There are many theories about why humans are bipedal. The most widely accepted theory is due to energy conservation as using all four limbs to move uses more muscles and, as a consequence, more energy.
The second theory is about efficiency – freeing up the arms to carry more food. If a primate is walking on all fours, he can’t carry as much food without making multiple trips.
With standing upright, humans need to learn to develop highly technical apparatus of balance that uses all of our sensory inputs – eyes, inner ear and internal position sensors. This then requires the body to make constant and regular muscle contraction to counterbalance.
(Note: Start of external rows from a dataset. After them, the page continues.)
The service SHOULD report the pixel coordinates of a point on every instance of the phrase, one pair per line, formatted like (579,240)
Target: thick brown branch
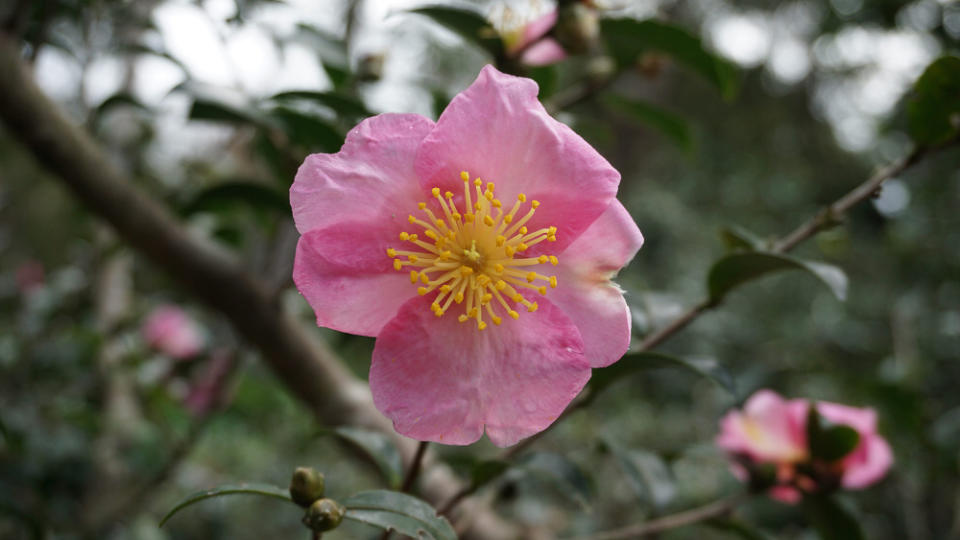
(308,368)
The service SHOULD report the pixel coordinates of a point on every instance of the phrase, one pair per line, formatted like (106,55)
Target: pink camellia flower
(529,44)
(773,431)
(451,269)
(174,333)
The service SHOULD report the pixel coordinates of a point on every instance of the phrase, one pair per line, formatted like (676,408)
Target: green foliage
(468,24)
(628,39)
(672,126)
(735,269)
(264,490)
(933,112)
(393,511)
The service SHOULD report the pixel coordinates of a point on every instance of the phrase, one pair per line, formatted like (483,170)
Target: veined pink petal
(585,292)
(497,130)
(344,273)
(543,53)
(441,380)
(370,180)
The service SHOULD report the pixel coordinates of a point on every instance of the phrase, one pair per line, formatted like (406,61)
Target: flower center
(472,258)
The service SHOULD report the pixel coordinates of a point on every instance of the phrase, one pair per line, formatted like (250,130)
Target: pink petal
(344,273)
(868,464)
(497,130)
(441,380)
(371,180)
(543,53)
(585,292)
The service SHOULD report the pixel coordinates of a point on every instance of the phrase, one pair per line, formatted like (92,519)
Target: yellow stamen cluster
(469,256)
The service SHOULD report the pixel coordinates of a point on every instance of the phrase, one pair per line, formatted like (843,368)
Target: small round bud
(306,486)
(324,515)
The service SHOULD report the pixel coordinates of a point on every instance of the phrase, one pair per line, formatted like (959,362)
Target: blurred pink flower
(529,44)
(174,333)
(772,431)
(368,266)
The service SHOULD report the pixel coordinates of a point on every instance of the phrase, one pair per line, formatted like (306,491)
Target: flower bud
(306,486)
(324,515)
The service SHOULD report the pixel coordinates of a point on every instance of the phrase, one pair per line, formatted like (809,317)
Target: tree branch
(710,511)
(306,365)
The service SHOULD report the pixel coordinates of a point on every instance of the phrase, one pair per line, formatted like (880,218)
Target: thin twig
(703,513)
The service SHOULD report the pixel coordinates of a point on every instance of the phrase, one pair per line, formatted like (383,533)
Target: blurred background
(211,105)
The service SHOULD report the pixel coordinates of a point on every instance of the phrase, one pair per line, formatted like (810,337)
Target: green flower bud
(306,486)
(324,515)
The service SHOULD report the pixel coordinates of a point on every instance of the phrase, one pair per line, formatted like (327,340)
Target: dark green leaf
(736,238)
(829,442)
(831,519)
(933,112)
(627,39)
(634,362)
(265,490)
(469,25)
(311,132)
(391,510)
(647,473)
(343,105)
(565,475)
(736,269)
(379,448)
(672,126)
(227,194)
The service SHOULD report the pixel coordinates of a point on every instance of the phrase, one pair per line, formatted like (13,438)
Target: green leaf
(628,38)
(672,126)
(391,510)
(306,130)
(265,490)
(468,24)
(379,448)
(230,193)
(829,442)
(634,362)
(343,105)
(736,269)
(933,112)
(648,474)
(565,475)
(831,519)
(736,238)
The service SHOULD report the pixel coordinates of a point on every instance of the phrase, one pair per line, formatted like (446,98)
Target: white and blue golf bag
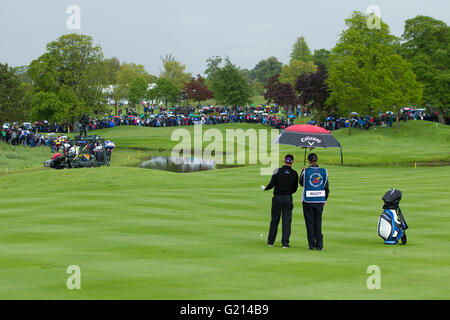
(392,224)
The problem with this is that diseases and conditions can change our sensory perceptions – such as infections of the inner ear, diarrhoea or low blood sugar. Alongside this, the decline of the accuracy of such sensory perceptions and reactions decrease with age – a sudden tilt of a floor may mean an elderly person may not correct their gait as quickly as someone younger.
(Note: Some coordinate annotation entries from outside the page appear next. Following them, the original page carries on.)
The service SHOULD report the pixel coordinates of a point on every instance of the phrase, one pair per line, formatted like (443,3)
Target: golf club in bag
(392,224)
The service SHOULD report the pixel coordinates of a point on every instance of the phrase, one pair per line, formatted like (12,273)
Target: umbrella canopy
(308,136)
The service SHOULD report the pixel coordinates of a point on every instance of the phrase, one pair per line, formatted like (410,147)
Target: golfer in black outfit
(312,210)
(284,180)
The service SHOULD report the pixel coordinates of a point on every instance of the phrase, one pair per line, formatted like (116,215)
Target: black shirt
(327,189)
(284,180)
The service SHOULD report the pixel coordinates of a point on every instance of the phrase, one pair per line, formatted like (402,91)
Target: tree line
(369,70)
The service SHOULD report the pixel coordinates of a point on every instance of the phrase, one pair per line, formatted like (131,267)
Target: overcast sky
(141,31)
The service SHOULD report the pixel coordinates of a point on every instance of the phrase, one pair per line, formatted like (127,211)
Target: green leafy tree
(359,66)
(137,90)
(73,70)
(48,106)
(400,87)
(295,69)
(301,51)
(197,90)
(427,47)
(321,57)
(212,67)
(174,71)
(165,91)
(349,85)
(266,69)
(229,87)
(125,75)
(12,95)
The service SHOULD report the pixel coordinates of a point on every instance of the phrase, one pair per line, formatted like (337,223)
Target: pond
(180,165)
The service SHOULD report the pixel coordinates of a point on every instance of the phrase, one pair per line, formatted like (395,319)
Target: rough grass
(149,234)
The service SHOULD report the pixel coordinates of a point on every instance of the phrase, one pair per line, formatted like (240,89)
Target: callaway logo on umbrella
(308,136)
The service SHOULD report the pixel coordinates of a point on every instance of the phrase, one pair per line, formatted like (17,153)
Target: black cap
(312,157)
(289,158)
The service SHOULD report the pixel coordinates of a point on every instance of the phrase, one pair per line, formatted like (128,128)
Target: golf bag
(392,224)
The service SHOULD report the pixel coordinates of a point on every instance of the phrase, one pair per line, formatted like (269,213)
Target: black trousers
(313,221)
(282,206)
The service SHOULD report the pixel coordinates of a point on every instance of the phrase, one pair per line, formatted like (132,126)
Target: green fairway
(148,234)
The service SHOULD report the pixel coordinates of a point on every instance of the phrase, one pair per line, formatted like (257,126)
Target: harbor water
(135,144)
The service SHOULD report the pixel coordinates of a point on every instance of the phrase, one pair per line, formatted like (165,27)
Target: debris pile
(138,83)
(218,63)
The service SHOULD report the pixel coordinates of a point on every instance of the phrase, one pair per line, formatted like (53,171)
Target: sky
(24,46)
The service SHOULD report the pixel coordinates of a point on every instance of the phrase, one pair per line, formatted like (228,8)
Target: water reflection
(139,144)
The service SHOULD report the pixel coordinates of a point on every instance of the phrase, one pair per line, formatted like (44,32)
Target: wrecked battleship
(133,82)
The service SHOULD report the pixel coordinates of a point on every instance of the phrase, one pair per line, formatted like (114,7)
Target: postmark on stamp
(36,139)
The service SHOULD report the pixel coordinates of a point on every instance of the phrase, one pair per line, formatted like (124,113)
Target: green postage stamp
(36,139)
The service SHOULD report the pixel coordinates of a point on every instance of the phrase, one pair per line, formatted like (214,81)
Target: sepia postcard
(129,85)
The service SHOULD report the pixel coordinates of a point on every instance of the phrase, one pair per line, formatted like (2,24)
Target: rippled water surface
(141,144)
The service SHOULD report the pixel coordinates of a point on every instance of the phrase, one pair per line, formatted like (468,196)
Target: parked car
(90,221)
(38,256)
The result of those who suffer from a lack of sensory input or reactions to help with their balance will result in injuries, such as fractions and bruises. While modern medicine can heal most injuries and reduce fatalities, in the animal kingdom it can be the difference between life and death.
Back pain is the largest contributor to disability worldwide according to the Global Burden of Disease study. While most of the causes of back pain are caused by occupational or inactivity, human evolution can be considered one of the causes.
The amount of time it took for humans to move from quadrupedal to bipedalism did not allow our musculoskeletal system to adapt. The extra pressure that is added to the lower back without the adaptation results in pain in the lower back, legs and feet. A study in BMC Evolutionary Biology showed that humans who have similar spines to chimps were likely to have small lesions in the disc between the vertebrae in the lower back that results in pain.
So, we can blame some of our musculoskeletal problems on evolution. As Bruce Latimar, an anthropologist at Case Western Reserve Univerity, says “If an engineer were given the task to design the human body, he or she would never have done it the way humans have evolved.” However, we cannot change our previous evolution but what we can control pain through medicine and good ergonomics.